И все же: ну не мог лазутчик проморгать... а проморгал.

Дюжие парни поставили свою ношу на землю и принялись разминать друг другу затекшие плечи; занавеска из тонкой искрящейся ткани отдернулась — и из паланкина легко выпорхнула женщина.

Была она не первой молодости, лет эдак тридцати с небольшим, но если падал на госпожу мужской взгляд, то долго не мог оторваться, как каторжник и рад бы сбросить шейную кангу-колодку, да не может — эх, приросло-прикипело!

Одета госпожа была в кремовую кофту с широкими рукавами и юбку из жатой камки, кирпично-розовую в крапинку. Из-под края юбки кокетливо выглядывали носки туфелек — фениксовых клювиков. На подоле были в изобилии нашиты жемчужины, умеряющие своей тяжестью и без того крохотный шажок женских ножек, подобных лотосу. Пояс-обруч, украшенный прозрачными бляхами из носорожьей кости, свисал ниже талии — и мнилось, будто сама милостивая бодисатва Гуань-инь сошла на землю!

— Зачесанные назад пряди смоляных волос госпожи, лишь едва тронутых благородной сединой, напоминали паруса, полные восточным ветром; чудилось, что и не волосы это, а легкий дым или прихотливый туман. Спереди прическу украшали шпильки-единороги с аметистом и бирюзовые подвески; в ушах же колыхались серьги редкой работы.

Вот какая это была женщина!

И впрямь:

Весна на лиловой аллее прекрасна, Пленительна музыка в башенке красной! Без радостей наша недолгая жизнь Пуста и напрасна!
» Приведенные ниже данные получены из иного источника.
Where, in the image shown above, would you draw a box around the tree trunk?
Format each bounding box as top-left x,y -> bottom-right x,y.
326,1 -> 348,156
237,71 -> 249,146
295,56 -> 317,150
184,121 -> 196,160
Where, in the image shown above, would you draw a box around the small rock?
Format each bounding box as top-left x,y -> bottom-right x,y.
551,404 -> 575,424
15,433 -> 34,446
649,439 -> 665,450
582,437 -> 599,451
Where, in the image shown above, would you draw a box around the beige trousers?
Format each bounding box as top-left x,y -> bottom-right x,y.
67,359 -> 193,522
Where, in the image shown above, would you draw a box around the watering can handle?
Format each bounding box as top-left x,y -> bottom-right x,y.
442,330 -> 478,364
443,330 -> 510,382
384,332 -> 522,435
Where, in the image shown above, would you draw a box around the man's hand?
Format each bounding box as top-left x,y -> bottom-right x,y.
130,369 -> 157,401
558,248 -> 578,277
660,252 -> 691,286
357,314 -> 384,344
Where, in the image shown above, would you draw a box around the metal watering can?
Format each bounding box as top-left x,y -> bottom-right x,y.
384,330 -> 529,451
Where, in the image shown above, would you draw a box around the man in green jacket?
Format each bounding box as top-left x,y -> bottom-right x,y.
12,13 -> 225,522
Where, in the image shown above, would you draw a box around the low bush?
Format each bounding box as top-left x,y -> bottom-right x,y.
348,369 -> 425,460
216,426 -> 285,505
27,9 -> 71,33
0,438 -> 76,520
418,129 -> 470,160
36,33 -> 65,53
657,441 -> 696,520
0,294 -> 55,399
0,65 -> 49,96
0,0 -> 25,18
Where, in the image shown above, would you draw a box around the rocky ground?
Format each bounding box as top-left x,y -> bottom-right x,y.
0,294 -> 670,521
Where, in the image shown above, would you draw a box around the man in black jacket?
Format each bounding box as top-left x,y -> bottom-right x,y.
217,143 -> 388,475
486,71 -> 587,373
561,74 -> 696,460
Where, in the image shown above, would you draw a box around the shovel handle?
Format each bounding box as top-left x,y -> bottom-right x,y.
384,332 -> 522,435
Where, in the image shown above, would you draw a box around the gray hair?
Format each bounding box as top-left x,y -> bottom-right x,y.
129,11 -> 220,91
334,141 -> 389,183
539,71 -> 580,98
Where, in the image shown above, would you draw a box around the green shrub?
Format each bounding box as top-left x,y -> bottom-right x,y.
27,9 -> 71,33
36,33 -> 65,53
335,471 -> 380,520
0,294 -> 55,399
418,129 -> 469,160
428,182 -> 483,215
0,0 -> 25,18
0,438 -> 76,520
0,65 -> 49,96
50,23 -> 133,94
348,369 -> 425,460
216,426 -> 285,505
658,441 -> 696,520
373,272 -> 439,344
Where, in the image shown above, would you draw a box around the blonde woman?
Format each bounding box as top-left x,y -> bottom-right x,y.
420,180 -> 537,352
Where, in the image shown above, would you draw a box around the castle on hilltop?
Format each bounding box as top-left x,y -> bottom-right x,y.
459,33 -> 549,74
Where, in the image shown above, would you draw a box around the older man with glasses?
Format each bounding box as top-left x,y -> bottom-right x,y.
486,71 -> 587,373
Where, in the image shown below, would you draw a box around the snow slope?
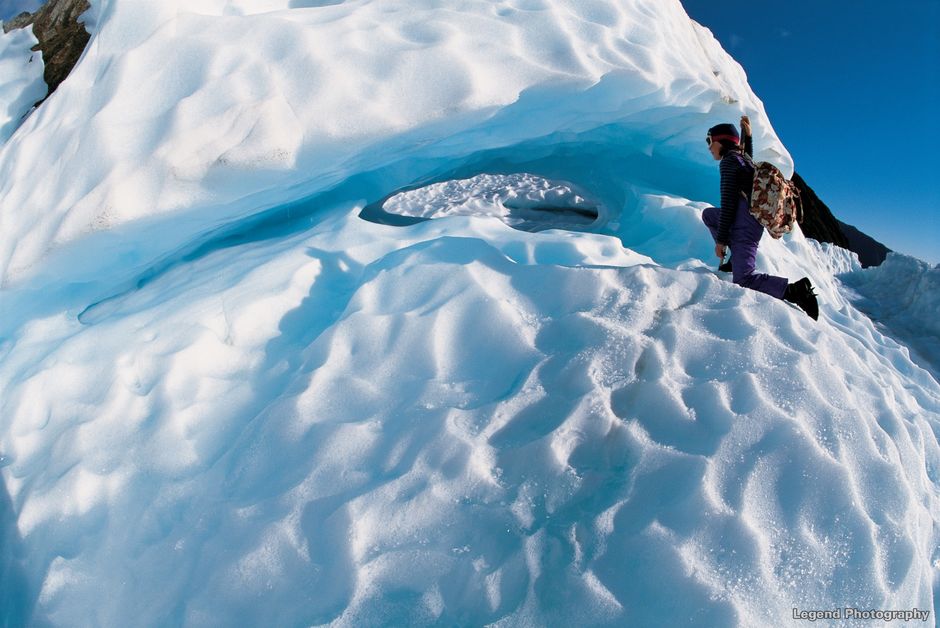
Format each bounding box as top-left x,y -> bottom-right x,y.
0,0 -> 940,626
0,21 -> 46,144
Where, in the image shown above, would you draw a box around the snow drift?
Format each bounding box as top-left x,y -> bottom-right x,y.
0,0 -> 940,626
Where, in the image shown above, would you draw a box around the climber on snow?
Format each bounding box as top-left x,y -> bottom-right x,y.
702,116 -> 819,320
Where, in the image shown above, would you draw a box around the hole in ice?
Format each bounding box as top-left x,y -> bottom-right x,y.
360,173 -> 602,231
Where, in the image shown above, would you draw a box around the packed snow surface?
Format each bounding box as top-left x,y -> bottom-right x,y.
382,173 -> 600,231
0,0 -> 940,626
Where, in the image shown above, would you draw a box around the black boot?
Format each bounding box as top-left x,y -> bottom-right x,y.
783,277 -> 819,321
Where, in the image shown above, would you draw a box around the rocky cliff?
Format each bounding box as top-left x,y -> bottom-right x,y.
3,0 -> 90,98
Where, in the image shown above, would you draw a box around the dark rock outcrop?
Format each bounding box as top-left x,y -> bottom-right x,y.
791,172 -> 849,249
791,172 -> 889,268
3,0 -> 90,104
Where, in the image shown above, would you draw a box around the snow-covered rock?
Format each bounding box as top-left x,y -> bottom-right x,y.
0,21 -> 46,145
0,0 -> 940,626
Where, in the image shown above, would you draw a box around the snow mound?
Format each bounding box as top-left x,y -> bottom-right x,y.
0,0 -> 940,626
372,173 -> 603,231
0,0 -> 792,284
839,252 -> 940,378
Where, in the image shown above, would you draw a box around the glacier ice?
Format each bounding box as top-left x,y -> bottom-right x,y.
0,0 -> 940,626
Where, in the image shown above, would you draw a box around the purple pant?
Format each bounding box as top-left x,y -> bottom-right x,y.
702,198 -> 789,299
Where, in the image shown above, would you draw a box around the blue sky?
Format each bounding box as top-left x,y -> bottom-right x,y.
682,0 -> 940,264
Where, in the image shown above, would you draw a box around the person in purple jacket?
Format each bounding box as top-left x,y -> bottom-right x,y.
702,116 -> 819,320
Не удостоив монахов даже взглядом, благородная госпожа подплыла к крыльцу павильона и мило улыбнулась старому Ши Гань-дану.

От такой улыбки скалы плавятся — да неужто сердце могучего старика тверже скалы?!
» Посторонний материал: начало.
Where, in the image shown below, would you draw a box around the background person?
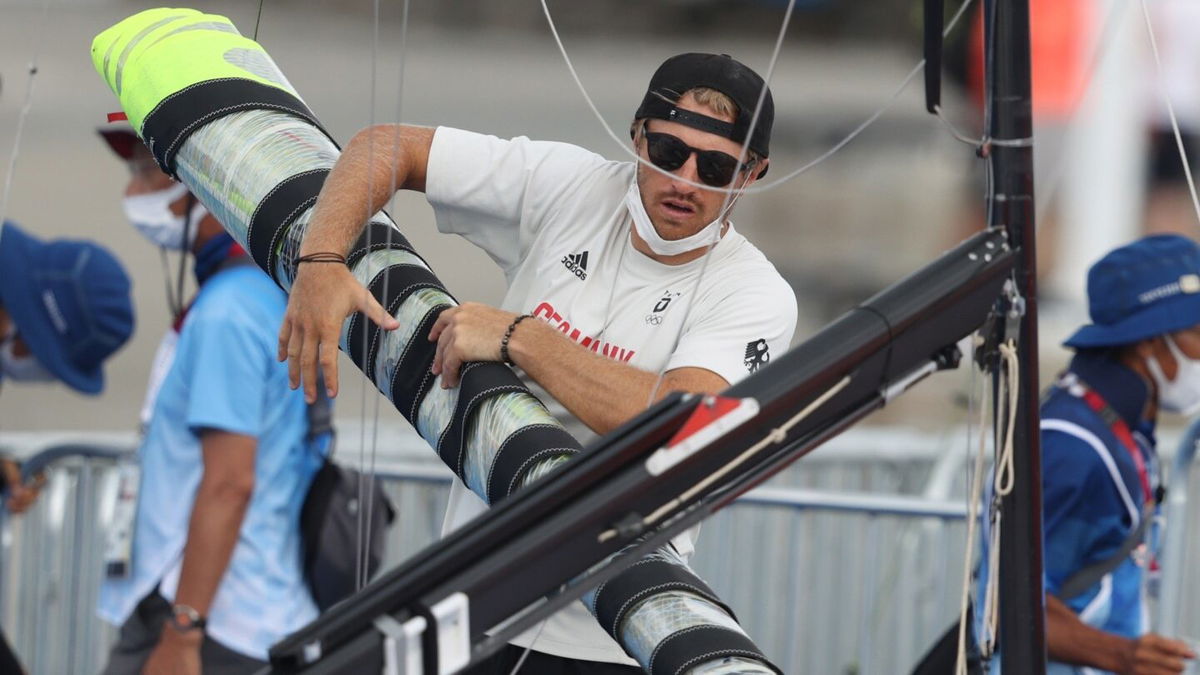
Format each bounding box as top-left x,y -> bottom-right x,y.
977,234 -> 1200,675
0,221 -> 133,673
100,130 -> 324,675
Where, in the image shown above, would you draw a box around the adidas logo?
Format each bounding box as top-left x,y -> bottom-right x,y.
563,251 -> 588,281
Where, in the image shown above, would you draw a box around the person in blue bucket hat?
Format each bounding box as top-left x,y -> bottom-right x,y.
0,222 -> 133,394
0,221 -> 133,673
976,234 -> 1200,675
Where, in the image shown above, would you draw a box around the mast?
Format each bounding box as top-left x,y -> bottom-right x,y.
984,0 -> 1046,675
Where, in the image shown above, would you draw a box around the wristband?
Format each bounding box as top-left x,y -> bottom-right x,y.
295,251 -> 347,267
168,604 -> 208,634
500,313 -> 533,365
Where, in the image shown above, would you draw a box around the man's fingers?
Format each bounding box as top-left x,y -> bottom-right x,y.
442,350 -> 462,389
320,333 -> 337,399
288,328 -> 304,389
430,333 -> 450,374
300,333 -> 320,404
430,307 -> 454,342
275,315 -> 292,362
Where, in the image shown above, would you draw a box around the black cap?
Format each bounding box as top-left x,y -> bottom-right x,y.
634,54 -> 775,157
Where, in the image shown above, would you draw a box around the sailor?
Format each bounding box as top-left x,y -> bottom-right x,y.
100,127 -> 322,675
977,234 -> 1200,675
0,221 -> 133,673
278,54 -> 797,675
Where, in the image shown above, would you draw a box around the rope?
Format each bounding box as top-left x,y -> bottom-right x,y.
955,333 -> 988,675
1141,0 -> 1200,223
540,0 -> 973,195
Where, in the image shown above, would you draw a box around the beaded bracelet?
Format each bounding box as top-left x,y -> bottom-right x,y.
296,251 -> 347,265
500,313 -> 533,365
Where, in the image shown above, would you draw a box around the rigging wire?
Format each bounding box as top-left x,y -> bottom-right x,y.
540,0 -> 974,195
0,0 -> 50,231
1141,0 -> 1200,223
359,0 -> 418,593
251,0 -> 264,42
350,0 -> 379,591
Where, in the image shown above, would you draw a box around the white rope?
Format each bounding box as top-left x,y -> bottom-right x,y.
995,339 -> 1021,497
1141,0 -> 1200,225
540,0 -> 973,195
0,0 -> 50,231
955,334 -> 988,675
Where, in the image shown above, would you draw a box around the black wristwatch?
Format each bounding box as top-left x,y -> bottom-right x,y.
170,604 -> 208,633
— Я спешу в усадьбу моего брата, инспектора Яна Ху-гуна. — Тон приезжей, даже ласковый и приветливый, выдавал в госпоже привычку скорей приказывать, нежели просить. — Не сомневаюсь, что почтенный глава охранного ведомства выделит для моего сопровождения самых отборных молодцов! Только учтите, почтеннейший, я крайне тороплюсь!

Ши Гань-дан поспешно встал и поклонился — довольно-таки неуклюже. То ли старческий позвоночник гнулся не лучшим образом, то ли ему вообще редко доводилось кланяться.
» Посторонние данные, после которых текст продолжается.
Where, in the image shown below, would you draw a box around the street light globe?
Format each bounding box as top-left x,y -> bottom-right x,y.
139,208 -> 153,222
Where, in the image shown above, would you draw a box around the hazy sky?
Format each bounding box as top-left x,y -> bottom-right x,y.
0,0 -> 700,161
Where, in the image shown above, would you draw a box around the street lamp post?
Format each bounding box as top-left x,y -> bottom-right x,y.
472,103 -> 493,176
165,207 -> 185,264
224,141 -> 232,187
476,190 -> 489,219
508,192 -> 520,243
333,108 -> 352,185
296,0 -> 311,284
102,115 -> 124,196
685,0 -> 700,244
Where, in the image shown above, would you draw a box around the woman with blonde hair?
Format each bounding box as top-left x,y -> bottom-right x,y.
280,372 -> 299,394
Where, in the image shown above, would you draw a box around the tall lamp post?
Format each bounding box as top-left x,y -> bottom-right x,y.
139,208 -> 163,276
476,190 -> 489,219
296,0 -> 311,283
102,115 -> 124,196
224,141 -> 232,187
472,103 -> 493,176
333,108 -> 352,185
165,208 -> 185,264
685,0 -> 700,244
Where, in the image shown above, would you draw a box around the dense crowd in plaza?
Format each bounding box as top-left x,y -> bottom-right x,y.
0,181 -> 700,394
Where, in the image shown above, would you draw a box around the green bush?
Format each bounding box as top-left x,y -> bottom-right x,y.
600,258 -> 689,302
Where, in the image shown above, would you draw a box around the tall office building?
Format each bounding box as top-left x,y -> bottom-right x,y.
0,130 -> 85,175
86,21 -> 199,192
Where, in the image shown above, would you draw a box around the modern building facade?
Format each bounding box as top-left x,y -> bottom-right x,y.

— Если благородная госпожа соблаговолит пройти в павильон и обождать не более двух часов, — лицо старого бяо-ши расплылось в любезной гримасе, не сделавшей его привлекательней, — то как раз должен вернуться с дороги мой внук Ши-меньшой! Он и еще двое наилучших охранников к тому времени будут в вашем распоряжении!

— Но я не могу ждать! — капризно топнула ножкой госпожа. — Сами видите: дело близится к полудню, неумеха-лодочник припоздал, доставив нас к этой пристани совсем не тогда, когда было уговорено... Нет, я решительно не могу ждать! Сегодня вечером я непременно должна быть в усадьбе моего брата! Надеюсь, вам знакомо имя инспектора Яна?!

Физиономия старца стала еще любезней, видимо, ему было абсолютно неизвестно имя уважаемого инспектора Яна.

— Увы, благородная госпожа! — развел руками Ши Гань-дан. — К моему сожалению, все молодцы оказались в разъезде, и единственное, что я могу вам предложить, — это дождаться Ши-меньшого, под чьей защитой вы будете в полной безопасности; или...

Он помолчал, машинально оглаживая рукоять своей сабельки (словно коня успокаивал) и насмешливо разглядывая монахов, не спеша поглощавших дареные маньтоу.

— Или же удовольствоваться сопровождением сих преподобных отцов, один из которых совсем недавно просил меня принять его на временную службу!

Похоже было, что благородная госпожа усмотрела в этом предложении издевку.

И была права.

Она уже готовилась перечислить нахалу Ши Гань-дану, этому языкатому сплаву камня и дерзости, весь перечень возможных неприятностей, какие в силах устроить ее чиновный братец, инспектор Ян... как его? Ху-гун, кажется? — но преподобный Бань вдруг перестал жевать, легко поднялся на ноги и в три шага оказался рядом с паланкином.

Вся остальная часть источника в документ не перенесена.